China in final preparations for latest lunar mission
WENCHANG, CHINA — Chinese technicians were making final preparations Monday for a mission to bring back material from the moon’s surface in what would be a major advance for the country’s space program.
Chang’e 5 is China’s most ambitious lunar mission yet and marks the first time in four decades that any country has sought to bring rocks and debris from the moon to Earth. That could boost human understanding of the moon, its age and resources, and of the solar system more generally.
The four modules of the Chang’e 5 spacecraft are expected be sent into space Tuesday aboard a massive Long March-5 rocket from the Wenchang launch centre along the coast of the southern island province of Hainan, according to a NASA description.
The secretive Chinese National Space Administration has only said that a launch is scheduled for late November.
The mission’s key task is to drill two metres beneath the moon’s surface and scoop up about two kilograms of rocks and other debris to be brought back to Earth, according to NASA. That would the first opportunity scientists have had to study newly obtained lunar material since the American and Russian missions of the 1960s and ’70s.

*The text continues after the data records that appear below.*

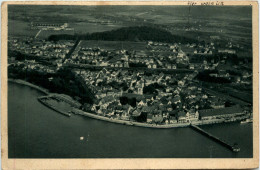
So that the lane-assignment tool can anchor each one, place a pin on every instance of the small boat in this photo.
(247, 121)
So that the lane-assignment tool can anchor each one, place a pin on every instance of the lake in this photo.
(35, 131)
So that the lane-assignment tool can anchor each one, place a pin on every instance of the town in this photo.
(157, 83)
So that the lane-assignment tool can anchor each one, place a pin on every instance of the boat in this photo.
(249, 120)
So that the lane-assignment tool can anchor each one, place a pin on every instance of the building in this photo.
(49, 26)
(227, 112)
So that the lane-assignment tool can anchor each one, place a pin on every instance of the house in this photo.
(181, 117)
(226, 113)
(191, 66)
(149, 118)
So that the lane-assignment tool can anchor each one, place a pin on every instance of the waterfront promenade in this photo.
(126, 122)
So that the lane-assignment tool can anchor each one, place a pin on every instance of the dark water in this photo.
(35, 131)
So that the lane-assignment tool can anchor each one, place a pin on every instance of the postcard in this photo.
(129, 85)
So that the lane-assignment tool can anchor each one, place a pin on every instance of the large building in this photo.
(49, 26)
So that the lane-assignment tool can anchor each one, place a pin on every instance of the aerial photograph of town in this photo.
(124, 81)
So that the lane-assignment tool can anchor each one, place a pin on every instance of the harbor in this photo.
(233, 148)
(182, 141)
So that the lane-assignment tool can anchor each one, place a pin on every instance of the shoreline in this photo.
(166, 126)
(125, 122)
(23, 82)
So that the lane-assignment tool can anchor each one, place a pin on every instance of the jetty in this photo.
(234, 148)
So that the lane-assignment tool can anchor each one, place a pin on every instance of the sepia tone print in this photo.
(130, 81)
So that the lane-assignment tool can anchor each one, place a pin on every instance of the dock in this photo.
(234, 148)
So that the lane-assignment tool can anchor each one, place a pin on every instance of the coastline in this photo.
(166, 126)
(125, 122)
(23, 82)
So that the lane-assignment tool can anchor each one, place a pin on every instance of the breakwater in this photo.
(222, 142)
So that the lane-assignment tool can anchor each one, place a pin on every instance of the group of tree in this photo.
(136, 33)
(63, 81)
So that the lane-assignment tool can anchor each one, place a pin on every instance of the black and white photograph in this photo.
(130, 81)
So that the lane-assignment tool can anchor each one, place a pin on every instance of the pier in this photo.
(234, 148)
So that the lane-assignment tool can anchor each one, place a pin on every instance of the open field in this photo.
(114, 45)
(46, 33)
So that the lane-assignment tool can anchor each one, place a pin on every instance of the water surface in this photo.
(35, 131)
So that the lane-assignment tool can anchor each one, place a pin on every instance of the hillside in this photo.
(138, 33)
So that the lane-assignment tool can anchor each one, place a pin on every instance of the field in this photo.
(114, 45)
(46, 33)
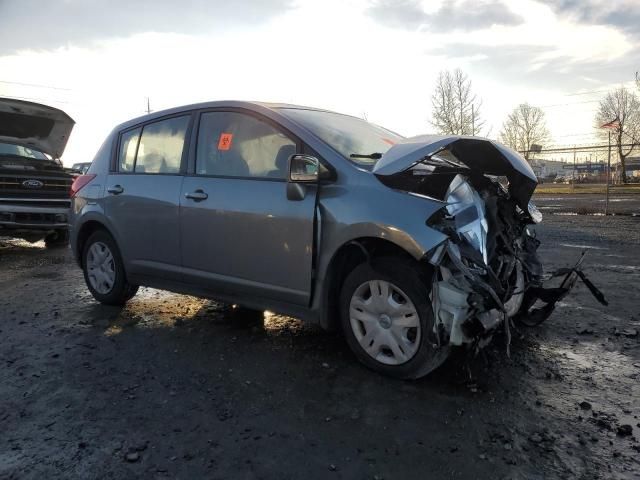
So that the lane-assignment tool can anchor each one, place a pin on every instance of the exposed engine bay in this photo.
(487, 273)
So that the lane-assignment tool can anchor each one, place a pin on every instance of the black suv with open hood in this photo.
(34, 186)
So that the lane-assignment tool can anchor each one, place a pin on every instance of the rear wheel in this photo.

The mission is “indeed challenging,” but China has already landed twice on the moon with its Chang’e 3 and Chang’e 4 missions and showed with a 2014 Chang’e 5 test mission that it can navigate back to Earth, re-enter and land a capsule, said Jonathan McDowell, an astronomer at the Harvard-Smithsonian Centre for Astrophysics. All that’s left is to show it can collect samples and take off again from the moon, McDowell said. “As a result of this, I’m pretty optimistic that China can pull this off,” he said.
Such experience is growing in value with more and more countries conducting asteroid sample returns and considering Mars sample returns, McDowell said.
After making the three-day trip from Earth, the Chang’e 5 lander’s time on the moon is scheduled to be short and sweet. It can only stay one lunar daytime, or about 14 days, because it lacks the radioisotope heating units that China’s current lunar rover, the Chang’e 4, possesses to withstand the moon’s freezing nights.
The technical complexity of Chang’e 5, with its four components, makes it “remarkable in many ways,” said Joan Johnson-Freese, a space expert at the U.S. Naval War College.
If successful, it could be a blueprint for a Mars sample return or even a crewed lunar mission, Johnson-Freese said.